PGPAuth is a system to send authenticated requests over untrusted networks. It is a very simple system and easy to implement.

The key words "MUST", "MUST NOT", "REQUIRED", "SHALL", "SHALL NOT", "SHOULD", "SHOULD NOT", "RECOMMENDED", "MAY", and "OPTIONAL" in this document are to be interpreted as described in RFC 2119.

2. Versions

The PGPAuth specification is stored in a git repository on GitHub, you can reach it under the following URL: https://github.com/PGPAuth/PGPAuth_Spec

Using the Releases (or Tags in standard git), you can read final versions of the specification, with the version-number in the name of the tag (or release). Currently developed versions of the specification are refered to by their commit-hash, shortened to first 7 characters (standard in git).

Full version codes are either v[Tag-Name here] or v[commit-hash here]-git. You SHOULD use the Tag-version if it is a final version.

You SHOULD only make software implementing a final version of the PGPAuth specification. You MUST declare which version(s) are supported by your software.

3. Requests and Actions

Requests consists of the action, followed by a colon and the current POSIX timestamp, i.e. "open:1418777888". You can split a request by the colon to get the action ("open") and the timestamp. The timestamp MUST be UTC, so users can issue requests to servers in another timezone. Server-software SHOULD give the administrator a way to set the maximum difference between the time on the server and the timestamp received by the user.

Specified actions are:

  • open
  • close

The client-software MUST send the action in lowercase, the server-software SHOULD accept mixed-case actions (be strict in what you send but tolerant in what you receive).

Server-software MUST NOT accept multiple requests with the same action and exact same timestamp signed with the same key.

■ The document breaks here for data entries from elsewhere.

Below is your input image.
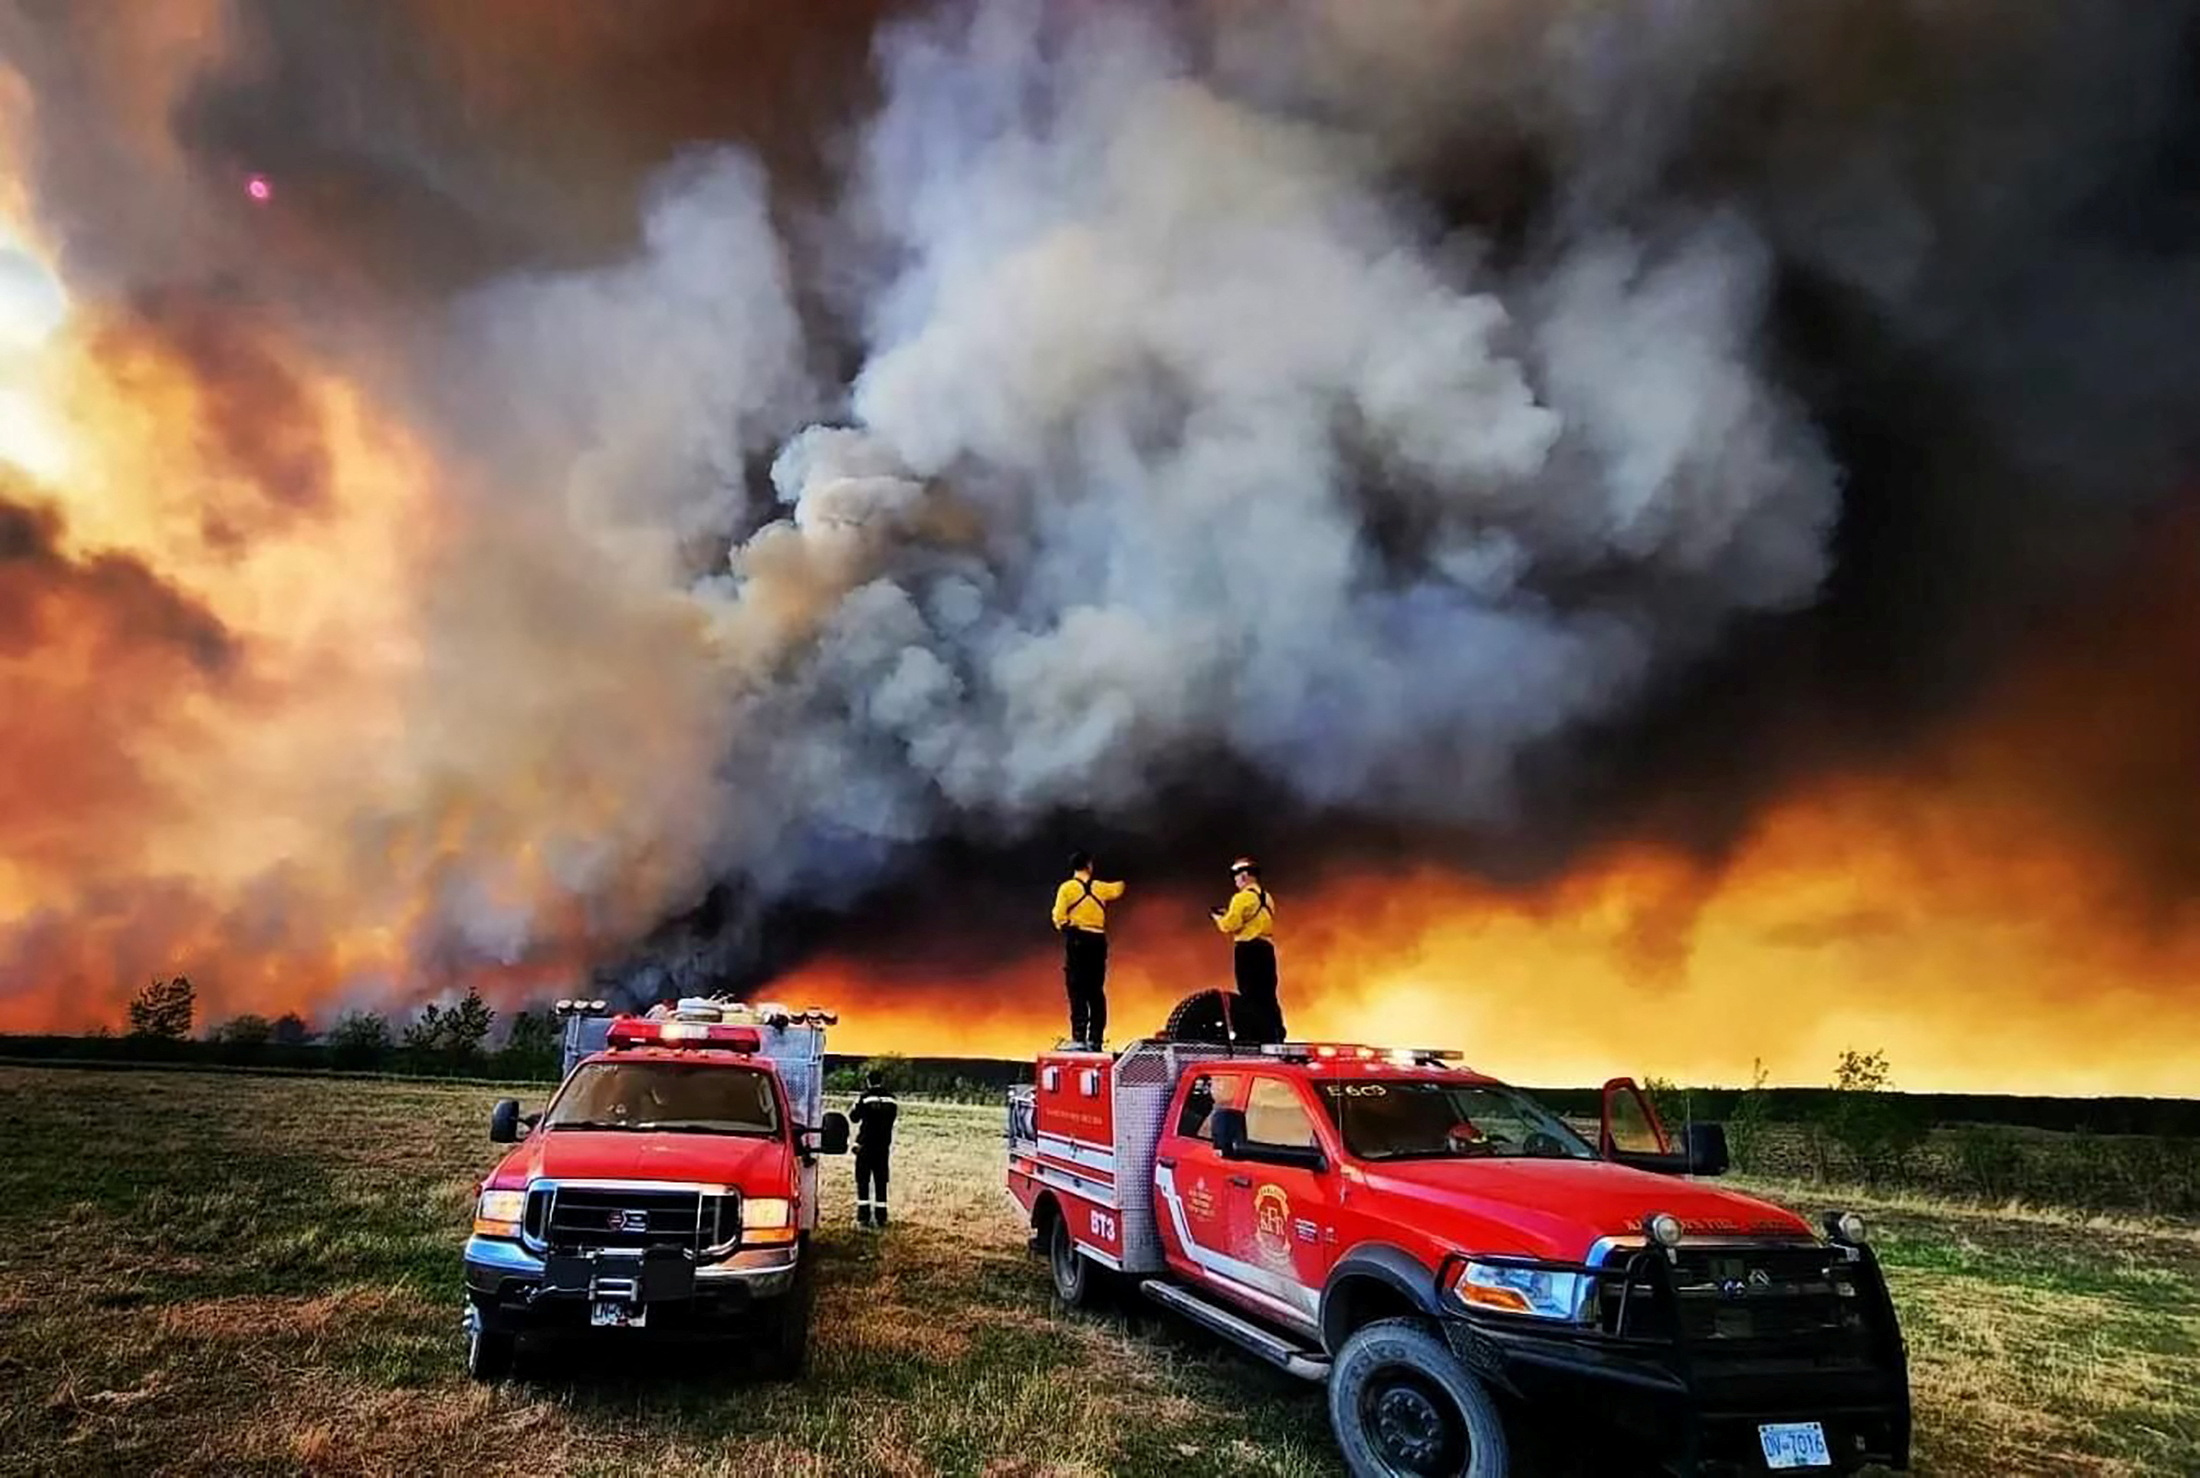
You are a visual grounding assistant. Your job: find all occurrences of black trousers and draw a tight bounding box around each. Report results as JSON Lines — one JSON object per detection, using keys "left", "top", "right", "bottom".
{"left": 855, "top": 1145, "right": 891, "bottom": 1225}
{"left": 1232, "top": 938, "right": 1285, "bottom": 1044}
{"left": 1063, "top": 928, "right": 1108, "bottom": 1047}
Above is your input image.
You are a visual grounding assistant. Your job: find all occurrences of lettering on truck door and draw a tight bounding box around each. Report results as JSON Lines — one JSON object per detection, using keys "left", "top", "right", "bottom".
{"left": 1155, "top": 1072, "right": 1241, "bottom": 1278}
{"left": 1219, "top": 1076, "right": 1335, "bottom": 1328}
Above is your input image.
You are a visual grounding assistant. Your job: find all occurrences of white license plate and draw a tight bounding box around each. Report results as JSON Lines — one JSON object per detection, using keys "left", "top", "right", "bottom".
{"left": 590, "top": 1301, "right": 645, "bottom": 1329}
{"left": 1758, "top": 1421, "right": 1832, "bottom": 1470}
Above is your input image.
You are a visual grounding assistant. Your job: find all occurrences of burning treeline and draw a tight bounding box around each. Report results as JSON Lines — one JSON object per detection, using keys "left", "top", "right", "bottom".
{"left": 2, "top": 0, "right": 2198, "bottom": 1094}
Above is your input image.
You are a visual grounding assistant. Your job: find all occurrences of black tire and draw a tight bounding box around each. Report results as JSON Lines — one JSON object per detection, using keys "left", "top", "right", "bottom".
{"left": 1160, "top": 988, "right": 1243, "bottom": 1044}
{"left": 1048, "top": 1210, "right": 1109, "bottom": 1309}
{"left": 756, "top": 1254, "right": 816, "bottom": 1381}
{"left": 1329, "top": 1318, "right": 1509, "bottom": 1478}
{"left": 465, "top": 1309, "right": 516, "bottom": 1384}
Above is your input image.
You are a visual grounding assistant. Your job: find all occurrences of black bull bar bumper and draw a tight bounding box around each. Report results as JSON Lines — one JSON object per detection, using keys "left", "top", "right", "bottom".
{"left": 1431, "top": 1242, "right": 1912, "bottom": 1475}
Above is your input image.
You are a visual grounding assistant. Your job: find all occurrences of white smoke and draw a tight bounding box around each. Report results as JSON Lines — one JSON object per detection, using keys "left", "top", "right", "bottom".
{"left": 635, "top": 0, "right": 1839, "bottom": 905}
{"left": 419, "top": 0, "right": 1849, "bottom": 953}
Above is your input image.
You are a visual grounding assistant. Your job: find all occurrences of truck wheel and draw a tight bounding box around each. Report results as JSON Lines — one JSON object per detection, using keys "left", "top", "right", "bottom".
{"left": 465, "top": 1313, "right": 516, "bottom": 1384}
{"left": 1329, "top": 1319, "right": 1508, "bottom": 1477}
{"left": 1048, "top": 1212, "right": 1109, "bottom": 1309}
{"left": 756, "top": 1257, "right": 816, "bottom": 1381}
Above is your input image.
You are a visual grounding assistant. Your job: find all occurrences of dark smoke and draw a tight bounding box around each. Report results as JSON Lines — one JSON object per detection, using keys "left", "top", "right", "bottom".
{"left": 5, "top": 0, "right": 2199, "bottom": 1013}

Server-software SHOULD give the administrator a way to set a cooldown-time per key (requests signed by user x need n seconds between them), per action and key (same-action requests by user x need n seconds between them) and server-global cooldown (all requests need n seconds between them).

4. Signing

The request is signed and transferred in OpenPGP format. User-software MUST send the signed request with ASCII-Armor (not binary) and you SHOULD do a cleartext-signature (the plain request should be readable). Server-software SHOULD accept binary-type signatures.

It is RECOMMENDED to disallow keys smaller than 2048 bit and user-software with key-generation SHOULD use 4096 bit as default key-length. Sever-software MUST support RSA-signatures and MAY support as many non-deprecated and secure OpenPGP-defined algorithms as possible.

5. Transport

The signed request is transferred with a HTTP POST-request. The signed request MUST be in the data-parameter. Client-software MUST support servers with HTTPS URLs.

6. Notes (not part of the specification)

  • The reference-implementation is PGPAuth_Android. This is where it all started.
  • When using HTTPS for the Server-URL, you should not use X.509-certificated with keys larger than 4096 bit, as some clients can't handle it (I'm looking at you, Apple) and it causes hard-to-debug errors.